Ефимия не ошиблась. Недели не минуло после возвращения Михайлы, как в общину явились стражники со становым приставом, а вместе с ними исправник из Тобольска с дотошным Евстигнеем Минычем из Верхней земской расправы. Допытывались так и эдак: не отлучался ли кто из общины за две недели до рождества? Не грозился ли кто из филаретовцев убить Калистрата-Калиту? Пересчитали мужиков — все оказались на месте. И все-таки Евстигней Миныч уверял исправника, что загадочное исчезновение первосвященника собора Калиты Вознесенского не иначе как злодейское убийство, совершенное кем-то из раскольников. «В кандалы бы их всех да на Камчатку!»

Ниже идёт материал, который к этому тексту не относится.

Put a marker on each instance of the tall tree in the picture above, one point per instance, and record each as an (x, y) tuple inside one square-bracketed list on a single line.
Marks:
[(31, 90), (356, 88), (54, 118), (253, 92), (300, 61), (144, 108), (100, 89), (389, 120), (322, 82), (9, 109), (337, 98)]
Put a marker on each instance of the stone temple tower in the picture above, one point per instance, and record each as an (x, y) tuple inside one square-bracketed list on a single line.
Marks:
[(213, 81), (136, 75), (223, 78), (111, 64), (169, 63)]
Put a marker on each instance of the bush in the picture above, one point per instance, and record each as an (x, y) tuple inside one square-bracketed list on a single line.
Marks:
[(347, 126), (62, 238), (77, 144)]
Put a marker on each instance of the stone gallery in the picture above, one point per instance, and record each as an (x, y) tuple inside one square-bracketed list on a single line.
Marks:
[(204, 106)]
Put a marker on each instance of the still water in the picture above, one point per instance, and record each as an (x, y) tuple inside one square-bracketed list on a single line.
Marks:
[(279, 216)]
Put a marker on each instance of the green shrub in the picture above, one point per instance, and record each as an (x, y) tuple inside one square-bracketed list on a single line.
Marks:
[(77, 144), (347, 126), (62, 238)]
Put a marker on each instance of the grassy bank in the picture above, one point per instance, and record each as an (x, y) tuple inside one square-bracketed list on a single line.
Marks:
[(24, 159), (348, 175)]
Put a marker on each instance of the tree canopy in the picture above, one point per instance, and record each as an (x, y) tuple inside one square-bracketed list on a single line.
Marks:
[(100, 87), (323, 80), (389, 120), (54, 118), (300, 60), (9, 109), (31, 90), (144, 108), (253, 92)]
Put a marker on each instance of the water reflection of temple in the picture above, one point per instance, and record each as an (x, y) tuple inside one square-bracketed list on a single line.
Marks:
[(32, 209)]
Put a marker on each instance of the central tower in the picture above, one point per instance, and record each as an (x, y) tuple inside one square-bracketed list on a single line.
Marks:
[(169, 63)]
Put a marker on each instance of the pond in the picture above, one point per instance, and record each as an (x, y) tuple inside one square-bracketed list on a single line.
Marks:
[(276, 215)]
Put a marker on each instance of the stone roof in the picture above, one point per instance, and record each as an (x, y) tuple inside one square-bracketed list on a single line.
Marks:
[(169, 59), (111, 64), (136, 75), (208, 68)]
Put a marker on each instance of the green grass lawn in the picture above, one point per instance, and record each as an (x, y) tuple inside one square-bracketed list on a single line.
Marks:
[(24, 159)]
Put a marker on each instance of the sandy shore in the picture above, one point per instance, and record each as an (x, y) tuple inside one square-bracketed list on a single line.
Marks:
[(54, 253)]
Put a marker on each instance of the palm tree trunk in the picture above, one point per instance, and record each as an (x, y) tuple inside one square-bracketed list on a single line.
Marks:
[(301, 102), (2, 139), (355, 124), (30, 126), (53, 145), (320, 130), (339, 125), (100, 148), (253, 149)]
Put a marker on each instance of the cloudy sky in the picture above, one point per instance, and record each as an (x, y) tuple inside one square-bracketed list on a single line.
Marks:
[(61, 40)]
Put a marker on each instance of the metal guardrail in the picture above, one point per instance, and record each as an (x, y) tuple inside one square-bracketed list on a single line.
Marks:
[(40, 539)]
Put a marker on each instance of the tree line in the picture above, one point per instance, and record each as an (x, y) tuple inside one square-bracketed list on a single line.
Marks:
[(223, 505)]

За общиною установили гласный надзор. В двух избушках поселился урядник с пятью стражниками. Мало того, по первой оттепели в общину пожаловал помощник губернатора и объявил «высочайшую милость царя-батюшки»: всех раскольников, укрывавших беглых каторжан, водворить под стражею со всем их движимым и недвижимым имуществом на вечное поселение в Енисейскую губернию, в место, указанное губернатором. Тем из еретиков, которые отрекутся от раскольничества и примут православие, разрешалось получить вид на жительство и поселиться в любом месте Сибири без выезда на Урал — «если на то не будет позволения власти».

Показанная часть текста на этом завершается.